Dai movimenti che faccio, senza nessuna domanda, capisce in che rapporto mi trovo con il mio corpo, se so sentire e seguire, quanto sono pesante. La mia lunga esperienza dell’attrice, regista e insegnante mi fa subito riconoscere in lui la professionalità, serietà e rigore. Il primo verdetto non è per niente incoraggiante: al piacere e al divertimento ci si arriva, ma dopo. Prima bisogna fare tanta strada, letteralmente intendo, cioè: camminare, camminare e camminare. Per quanto tempo? Un anno, tre, cinque… Tanto esercizio, tanto impegno, tanto lavoro, dipende da Lei.
Dalle memorie della mia infanzia teatrale sorgono gli insegnamenti dei miei maestri: vai da chi ti mette in difficoltà perché lui ti farà crescere. So che sarà dura, ma so anche che in questa scuola imparerò a ballare ed è questo che voglio. Ed è per questo che scelgo di studiare con lui.
Tutti i mesi seguenti del 2008.
E’ estenuante: mi mette a camminare per ore e ore. Alle lezioni richiede la massima concentrazione e precisione nell’esecuzione degli esercizi. Cura con ossessione la tecnica e il lato estetico del ballo. Non insegna le figure, ma i principi fondamentali, i quali col tempo si trasformeranno nella maestria, nel sapere personale che ti permetterà di tenere la testa anche ai più bravi ballerini. Ma a questo si arriva dopo. Per ora mi sento di ghisa, Maestro! “ Sei di ghisa! ” risponde. E’ spietato, di pochi complimenti. Non è l’assenza della generosità ma lo stimolo dell’ esigenza verso te stessa: un allievo deve conoscere tutti i suoi difetti per poterli correggere consapevolmente. E non deve accontentarsi di poco. E’ molto attento alla tua personalità, alla crescita, ai progressi che fai, perciò non usa sempre lo stesso metodo con tutti, ma crea un tuo percorso individuale. Non ti plasma alla sua immagine, ma ti aiuta a trovare la tua. Ha un amore incondizionato per il suo lavoro e un profondo rispetto per la tradizione alla quale appartiene. Questa rettitudine non prevede i compromessi e spesso lo rende scomodo. A breve distanza ti sembra molto antipatico quando si rifiuta di assecondare le tue richieste infantili di apprendere dopo tre mesi tutti i boleos possibili e immaginabili. Ma con il senno del poi vedi che la ragione stava dalla sua parte, poiché c’è il suo tempo per ogni cosa. Vive i tuoi successi con grande gioia e orgoglio ma ti tiene ben lontana dall’illusione di essere già arrivata.

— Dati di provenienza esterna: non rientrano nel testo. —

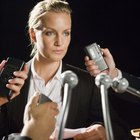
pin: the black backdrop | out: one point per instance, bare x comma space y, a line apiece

Attraverso la tua pesantezza, goffaggine e paure ti guida verso la leggerezza, eleganza, sicurezza, senza badare tanto ai tuoi umori, alla tua stanchezza, alla tua noia, alle lacrime. Ti accompagna pazientemente verso l’incontro con il tuo Tango.
Un giorno…
E un giorno l’incontro avviene. All’improvviso ti accorgi che i tuoi piedi sono due piume e tu non calpesti più la terra ma ci scivoli sopra. Proprio come lui. Dopo tanti chilometri nel camminare indietro, dopo tante sgridate che hai preso, dopo tanta fatica che hai fatto, di colpo arrivi a comprendere con tutto il tuo essere il mistero dell’ intesa fra un uomo e una donna, uniti dall’abbraccio. Quell’ intesa antica e profonda che la nostra quotidianità ha rinchiuso in fondo di un baule, facendoci credere di averla perduta per sempre. L ‘intesa, che nello spazio dell’Angelo Sterminatore dura solo tre minuti -il tempo di un tango- ma nella dimensione del Sogno ha un indefinito tempo del piacere: un attimo e un’eternità. E i due ballerini, si staccano dal pavimento della prosaica sala da ballo e, petto a petto, volano sopra la vita, come gli amanti di Chagalle sopra un placido villaggio addormentato.
Un attimo dopo
Finito. Sono in uno stato di trance. Il Maestro ha un sorriso di una stanca ma soddisfatta levatrice, che ha assistito un parto difficile: “ Benvenuta nel Tango”.
Un anno e tre mesi dopo
Ora anche io sono fatta-di-tango. Vivo felicemente la mia infanzia tanguera e dicono che cresco bene. Il mio sogno si è ripreso ed è diventato robusto e piuttosto paffuto. Con la quotidianità siamo in una temporanea tregua: lei ha esaurito le pallottole e aspetta i rifornimenti, a me è piaciuto di scassinare i bauli, dunque nessuna delle due ha intenzione di capitolare. Continuo a prendere le lezioni di volo, detto tango. All’inizio di ogni incontro il mio Maestro mi chiede gentilmente di posare le ali sulla panchina, appoggiare bene i piedi per terra, assumere la postura corretta e… di rimettermi a camminare. Sempre all’indietro e sempre verso l’incontro con il mio Tango.